À la fin des années 1920, Clara Porset voyage en Europe, où elle rencontre les professeurs du Bauhaus Walter Gropius et Hannes Meyer, avec lesquels elle reste en contact pendant de nombreuses années. De 1928 à 1931, elle étudie l'architecture et le design de meubles dans l'atelier parisien du designer et architecte Henri Rapin, et suit des cours à l' École des Beaux-Arts, à la Sorbonne et au Louvre[1],[3].

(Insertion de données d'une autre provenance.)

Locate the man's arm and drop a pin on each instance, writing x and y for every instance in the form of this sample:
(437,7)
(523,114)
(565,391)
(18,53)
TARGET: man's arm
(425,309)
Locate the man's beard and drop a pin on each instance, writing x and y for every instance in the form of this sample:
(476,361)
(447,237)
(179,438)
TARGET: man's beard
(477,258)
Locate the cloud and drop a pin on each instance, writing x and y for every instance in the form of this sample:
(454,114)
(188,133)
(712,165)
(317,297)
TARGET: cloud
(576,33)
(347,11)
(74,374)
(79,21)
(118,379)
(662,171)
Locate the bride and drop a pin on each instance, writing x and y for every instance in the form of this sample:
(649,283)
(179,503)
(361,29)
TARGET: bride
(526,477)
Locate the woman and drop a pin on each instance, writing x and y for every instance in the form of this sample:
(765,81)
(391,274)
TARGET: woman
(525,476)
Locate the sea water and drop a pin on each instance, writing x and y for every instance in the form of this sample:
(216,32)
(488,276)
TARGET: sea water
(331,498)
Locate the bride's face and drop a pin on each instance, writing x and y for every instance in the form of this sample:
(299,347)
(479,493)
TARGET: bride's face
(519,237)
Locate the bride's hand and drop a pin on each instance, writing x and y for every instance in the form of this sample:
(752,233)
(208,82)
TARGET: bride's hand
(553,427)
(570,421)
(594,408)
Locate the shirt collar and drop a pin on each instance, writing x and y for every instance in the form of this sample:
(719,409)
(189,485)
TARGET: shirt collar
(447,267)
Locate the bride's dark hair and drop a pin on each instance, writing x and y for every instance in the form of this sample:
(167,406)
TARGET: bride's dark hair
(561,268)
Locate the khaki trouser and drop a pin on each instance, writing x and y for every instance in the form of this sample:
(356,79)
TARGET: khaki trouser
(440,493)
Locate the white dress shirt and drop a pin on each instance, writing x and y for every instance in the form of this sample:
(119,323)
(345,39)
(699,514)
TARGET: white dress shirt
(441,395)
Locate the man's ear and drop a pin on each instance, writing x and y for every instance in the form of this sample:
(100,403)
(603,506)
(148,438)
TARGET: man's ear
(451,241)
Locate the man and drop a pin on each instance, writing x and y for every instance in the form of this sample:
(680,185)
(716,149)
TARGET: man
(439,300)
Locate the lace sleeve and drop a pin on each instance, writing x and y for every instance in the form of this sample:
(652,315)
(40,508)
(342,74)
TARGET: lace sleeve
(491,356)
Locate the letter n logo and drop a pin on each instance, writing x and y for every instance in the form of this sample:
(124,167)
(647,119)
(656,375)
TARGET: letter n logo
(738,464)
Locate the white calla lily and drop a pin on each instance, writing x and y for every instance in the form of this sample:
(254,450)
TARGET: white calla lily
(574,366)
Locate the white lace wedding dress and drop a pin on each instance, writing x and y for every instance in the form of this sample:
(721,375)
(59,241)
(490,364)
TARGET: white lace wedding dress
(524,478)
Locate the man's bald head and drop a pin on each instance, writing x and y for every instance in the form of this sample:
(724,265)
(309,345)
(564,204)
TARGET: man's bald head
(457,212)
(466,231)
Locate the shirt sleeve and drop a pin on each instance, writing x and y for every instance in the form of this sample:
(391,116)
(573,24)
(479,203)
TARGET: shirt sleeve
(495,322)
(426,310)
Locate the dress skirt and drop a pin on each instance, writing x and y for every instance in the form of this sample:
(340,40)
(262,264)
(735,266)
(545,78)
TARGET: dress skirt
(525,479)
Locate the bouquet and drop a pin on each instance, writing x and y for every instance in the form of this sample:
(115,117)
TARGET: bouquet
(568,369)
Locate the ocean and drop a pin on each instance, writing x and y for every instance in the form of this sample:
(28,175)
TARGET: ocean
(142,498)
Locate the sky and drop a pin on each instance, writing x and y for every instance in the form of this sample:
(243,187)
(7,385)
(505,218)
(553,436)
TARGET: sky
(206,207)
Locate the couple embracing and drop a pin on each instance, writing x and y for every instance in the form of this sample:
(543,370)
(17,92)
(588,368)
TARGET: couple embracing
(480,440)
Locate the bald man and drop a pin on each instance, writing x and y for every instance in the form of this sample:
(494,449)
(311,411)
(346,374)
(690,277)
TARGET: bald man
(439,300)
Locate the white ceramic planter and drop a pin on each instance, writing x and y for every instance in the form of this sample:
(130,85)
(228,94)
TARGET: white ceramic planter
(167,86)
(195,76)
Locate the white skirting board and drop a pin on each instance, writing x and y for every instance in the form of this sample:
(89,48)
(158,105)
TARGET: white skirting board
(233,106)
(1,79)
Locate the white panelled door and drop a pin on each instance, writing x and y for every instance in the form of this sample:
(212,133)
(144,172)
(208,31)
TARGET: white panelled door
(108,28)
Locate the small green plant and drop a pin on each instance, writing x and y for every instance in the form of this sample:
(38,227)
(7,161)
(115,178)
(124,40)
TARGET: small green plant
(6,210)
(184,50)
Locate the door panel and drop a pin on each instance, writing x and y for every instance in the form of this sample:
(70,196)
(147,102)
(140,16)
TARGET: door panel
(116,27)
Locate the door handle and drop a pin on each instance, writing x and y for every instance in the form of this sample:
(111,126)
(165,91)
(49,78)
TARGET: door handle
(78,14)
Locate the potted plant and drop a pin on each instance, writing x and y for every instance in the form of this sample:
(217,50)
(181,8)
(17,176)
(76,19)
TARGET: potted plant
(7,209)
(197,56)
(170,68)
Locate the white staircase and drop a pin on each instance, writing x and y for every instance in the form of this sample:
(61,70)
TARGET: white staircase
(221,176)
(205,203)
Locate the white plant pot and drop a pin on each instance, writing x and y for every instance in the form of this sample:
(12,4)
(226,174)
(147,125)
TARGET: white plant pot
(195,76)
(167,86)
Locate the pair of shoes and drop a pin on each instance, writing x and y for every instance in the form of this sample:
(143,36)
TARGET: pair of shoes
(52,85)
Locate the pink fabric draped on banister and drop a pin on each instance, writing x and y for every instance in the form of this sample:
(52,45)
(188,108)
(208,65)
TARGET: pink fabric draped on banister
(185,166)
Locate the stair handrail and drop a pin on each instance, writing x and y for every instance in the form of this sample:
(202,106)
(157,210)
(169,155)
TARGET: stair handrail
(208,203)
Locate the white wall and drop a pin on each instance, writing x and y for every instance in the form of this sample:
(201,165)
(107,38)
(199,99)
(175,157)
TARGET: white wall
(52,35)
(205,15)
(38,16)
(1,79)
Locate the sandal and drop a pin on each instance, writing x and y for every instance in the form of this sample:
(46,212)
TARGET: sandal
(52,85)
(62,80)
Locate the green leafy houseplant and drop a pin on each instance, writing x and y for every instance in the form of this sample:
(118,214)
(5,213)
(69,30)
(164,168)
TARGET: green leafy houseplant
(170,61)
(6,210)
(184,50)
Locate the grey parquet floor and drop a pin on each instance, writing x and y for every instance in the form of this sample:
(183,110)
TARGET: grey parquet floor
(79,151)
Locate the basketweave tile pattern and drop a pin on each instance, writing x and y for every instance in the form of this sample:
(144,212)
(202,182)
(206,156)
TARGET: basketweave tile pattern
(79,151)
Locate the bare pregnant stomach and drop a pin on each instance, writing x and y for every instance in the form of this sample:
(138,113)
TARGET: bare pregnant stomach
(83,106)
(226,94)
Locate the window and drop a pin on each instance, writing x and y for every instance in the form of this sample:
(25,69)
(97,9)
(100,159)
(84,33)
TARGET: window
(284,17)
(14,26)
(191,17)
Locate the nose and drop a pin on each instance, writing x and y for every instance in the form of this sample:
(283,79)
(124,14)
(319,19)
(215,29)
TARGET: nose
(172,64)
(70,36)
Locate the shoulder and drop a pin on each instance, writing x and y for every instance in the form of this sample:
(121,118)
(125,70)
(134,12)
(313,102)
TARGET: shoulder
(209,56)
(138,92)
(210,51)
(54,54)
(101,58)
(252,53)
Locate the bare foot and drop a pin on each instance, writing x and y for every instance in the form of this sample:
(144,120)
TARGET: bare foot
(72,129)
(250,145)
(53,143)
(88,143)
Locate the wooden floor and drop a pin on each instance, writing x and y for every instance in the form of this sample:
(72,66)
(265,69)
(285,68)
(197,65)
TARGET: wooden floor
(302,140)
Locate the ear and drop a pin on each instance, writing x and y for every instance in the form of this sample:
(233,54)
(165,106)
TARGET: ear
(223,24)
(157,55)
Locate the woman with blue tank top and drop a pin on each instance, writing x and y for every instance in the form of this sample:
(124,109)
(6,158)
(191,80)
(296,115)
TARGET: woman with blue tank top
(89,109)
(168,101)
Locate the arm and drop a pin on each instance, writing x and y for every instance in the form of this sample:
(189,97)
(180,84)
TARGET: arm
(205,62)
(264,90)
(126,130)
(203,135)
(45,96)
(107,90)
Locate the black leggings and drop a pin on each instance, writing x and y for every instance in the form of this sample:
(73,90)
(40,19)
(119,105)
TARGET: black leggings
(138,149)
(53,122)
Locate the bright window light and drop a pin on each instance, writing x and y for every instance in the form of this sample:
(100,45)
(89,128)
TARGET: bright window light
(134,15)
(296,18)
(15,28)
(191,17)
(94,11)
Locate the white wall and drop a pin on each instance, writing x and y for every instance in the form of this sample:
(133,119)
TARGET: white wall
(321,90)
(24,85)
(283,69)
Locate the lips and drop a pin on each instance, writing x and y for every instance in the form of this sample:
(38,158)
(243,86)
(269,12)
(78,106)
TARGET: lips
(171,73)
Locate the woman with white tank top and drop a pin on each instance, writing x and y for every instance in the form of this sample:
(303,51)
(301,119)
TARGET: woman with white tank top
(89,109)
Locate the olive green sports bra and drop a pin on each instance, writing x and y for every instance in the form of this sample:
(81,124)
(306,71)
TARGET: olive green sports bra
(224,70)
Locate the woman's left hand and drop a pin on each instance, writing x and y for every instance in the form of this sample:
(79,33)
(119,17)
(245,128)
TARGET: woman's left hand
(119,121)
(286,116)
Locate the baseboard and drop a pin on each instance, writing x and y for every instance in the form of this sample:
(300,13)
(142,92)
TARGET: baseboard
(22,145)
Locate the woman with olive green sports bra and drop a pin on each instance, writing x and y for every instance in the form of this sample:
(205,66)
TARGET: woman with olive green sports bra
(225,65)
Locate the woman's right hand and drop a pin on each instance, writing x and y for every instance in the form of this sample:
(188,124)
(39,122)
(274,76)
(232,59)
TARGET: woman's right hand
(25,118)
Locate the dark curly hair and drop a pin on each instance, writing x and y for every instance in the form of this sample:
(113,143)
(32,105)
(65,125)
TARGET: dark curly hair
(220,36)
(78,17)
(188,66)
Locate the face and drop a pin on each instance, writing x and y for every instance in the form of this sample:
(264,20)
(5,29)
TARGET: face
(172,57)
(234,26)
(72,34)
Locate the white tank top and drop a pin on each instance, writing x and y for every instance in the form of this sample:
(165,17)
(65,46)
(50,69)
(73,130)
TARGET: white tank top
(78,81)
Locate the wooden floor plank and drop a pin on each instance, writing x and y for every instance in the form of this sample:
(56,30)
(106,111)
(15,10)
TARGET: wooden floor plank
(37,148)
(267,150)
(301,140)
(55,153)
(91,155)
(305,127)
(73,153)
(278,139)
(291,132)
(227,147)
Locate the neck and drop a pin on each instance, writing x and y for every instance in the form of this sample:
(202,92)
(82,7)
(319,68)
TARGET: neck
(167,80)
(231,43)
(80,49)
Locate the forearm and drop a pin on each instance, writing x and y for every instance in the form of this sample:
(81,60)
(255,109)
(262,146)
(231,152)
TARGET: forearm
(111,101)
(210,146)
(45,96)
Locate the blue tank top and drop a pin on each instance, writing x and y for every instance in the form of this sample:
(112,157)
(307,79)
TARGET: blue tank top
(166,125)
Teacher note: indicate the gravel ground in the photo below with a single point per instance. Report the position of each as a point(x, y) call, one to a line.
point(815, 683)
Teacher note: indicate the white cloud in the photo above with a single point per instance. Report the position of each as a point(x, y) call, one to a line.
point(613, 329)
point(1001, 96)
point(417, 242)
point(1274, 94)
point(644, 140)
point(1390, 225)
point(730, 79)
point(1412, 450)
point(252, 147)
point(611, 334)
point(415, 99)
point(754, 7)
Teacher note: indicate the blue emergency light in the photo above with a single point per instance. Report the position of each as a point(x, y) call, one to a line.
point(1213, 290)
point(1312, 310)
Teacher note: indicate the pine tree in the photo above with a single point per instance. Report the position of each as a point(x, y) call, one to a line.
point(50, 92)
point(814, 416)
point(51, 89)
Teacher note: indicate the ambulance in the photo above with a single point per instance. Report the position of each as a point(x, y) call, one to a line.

Durant l'été 1934, elle se rend aux États-Unis pour étudier auprès d'anciens professeurs du Bauhaus, les artistes Josef et Anni Albers, au Black Mountain College, en Caroline du Nord[3]
Carrière dans le design
À son retour à Cuba en 1929, Clara Porset travaille comme designeuse et crée des meubles pour des résidences et des écoles. Durant cette période, elle donne aussi des conférences pour sensibiliser le public au design moderne et la nécessité d'adapter le design à la culture, au climat et aux traditions architecturales locales. Elle s'attache également à promouvoir le rôle du designer d'intérieur ou de mobilier qu'elle estime tout aussi important que celui de l'architecte[2],[4],[5]. Dans une présentation qu'elle fait le à l'Auditorium de La Havane « La decoración interior contemporánea su adaptación al trópico » (La décoration intérieure contemporaine : son adaptation aux tropiques), elle se déclare opposée au terme « décoration intérieure » et demande de le remplacer par « design d'intérieur » car, selon elle, il n'y a rien de décoratif dans cette activité mais plutôt « une question de perfection des formes et de rapport des masses »[3].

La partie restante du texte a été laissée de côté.